In my mind, we elevate everyone’s work with AI and do not replace them.
Building on that, what is one project where LLMs turned unstructured customer signals into a concrete change that moved a metric?
We used LLMs to turn customer feedback into something the business could actually act on. We ran customer comments and support signals through an LLM, and a clear theme emerged: people weren’t leaving because the product wasn’t valuable; they were leaving because they didn’t understand the full breadth of what they were paying for. It was an educational gap.
So, we expanded and personalized our onboarding emails to teach members what they could do with the product, earlier and more clearly. That change improved retention by about 4%.
Staying with foundations, what is one data engineering decision that made your AI system trustworthy in production?
Data engineering is basically making sure the data is available in the right place at the right time, and ensuring it is accurate and in a usable format.
We learned pretty quickly that trust in AI systems isn’t about how fancy the model is; it’s about how often it’s right. We built internal chatbots that answer data questions, and at first, the experience was hit-or-miss because LLMs don’t have context on our data and are guessing. The key data engineering decision was to structure our data the way the model needs it, not the way we were used to storing it.
That pushed accuracy from about 70% to 95%, and that’s when people actually started trusting it.
On measurement, what early indicator do you watch that regularly beats lagging metrics for guiding growth or finance calls?
For the growth and finance calls, I focus on the customer's activities in the first 2-3 weeks.
It comes down to one question: Did the new member do something that shows they understood? We usually see this in their logins and service requests per user. When these numbers go up, retention and revenue usually improve too.
Shifting to learning, what is one 30-day pilot you recommend to educators or L&D teams to improve outcomes without outsourcing thinking to AI?
30-day education pilot: Show the Receipts
Choose one unit to focus on.
Have students write their first draft without using AI.
After the first draft, students can use AI for help, but they need to explain how it helped. All feedback should describe what was changed and why. Each week, spend 10 minutes reviewing a few student examples with the class. Remind students that saying "The AI said so" is not an acceptable explanation.
Focus on whether students are applying what they learn, not just finishing the work. Check for fewer repeated mistakes and clearer explanations in their next assignment.
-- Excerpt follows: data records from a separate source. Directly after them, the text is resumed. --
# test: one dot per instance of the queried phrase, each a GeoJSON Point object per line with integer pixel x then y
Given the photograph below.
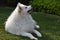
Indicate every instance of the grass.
{"type": "Point", "coordinates": [49, 26]}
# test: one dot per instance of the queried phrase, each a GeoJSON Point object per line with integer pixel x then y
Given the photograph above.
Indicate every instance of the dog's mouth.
{"type": "Point", "coordinates": [29, 11]}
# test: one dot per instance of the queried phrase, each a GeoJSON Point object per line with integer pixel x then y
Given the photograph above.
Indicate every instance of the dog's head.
{"type": "Point", "coordinates": [24, 8]}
In LegalTech or regulated settings, what is your playbook move that gets legal, security, and product to say yes to an AI deployment?
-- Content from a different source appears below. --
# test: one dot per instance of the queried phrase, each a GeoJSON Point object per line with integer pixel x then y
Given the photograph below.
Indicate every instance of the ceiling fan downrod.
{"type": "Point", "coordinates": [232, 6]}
Legal teams often push back on AI projects, and for good reason. AI can make mistakes, which naturally makes lawyers cautious.
We build trust by making AI less mysterious. Instead of treating it like magic, we share our sources and explain our reasoning. We involve people at every step and clearly state when the tool should not be used. When legal teams see that we plan for mistakes instead of ignoring them, the discussion shifts.
Looking ahead, what hiring or team practice helps you separate real AI practitioners from tool tourists while keeping the process fair?
AI has changed hiring in a way that is both helpful and somewhat risky: it makes the front end faster, but it can also filter out strong candidates for the wrong reasons.
Thanks for sharing your knowledge and expertise. Is there anything else you'd like to add?
Every decade seems to offer a new promise of certainty. We saw it with the web, big data, the cloud, and now with AI.
The pattern keeps repeating. This time, the potential benefits are real, but they come with conditions. Recent research connected to MIT on GenAI pilots shows that most projects do not achieve measurable results. The main challenges are integration, trust, and discipline, rather than the model itself.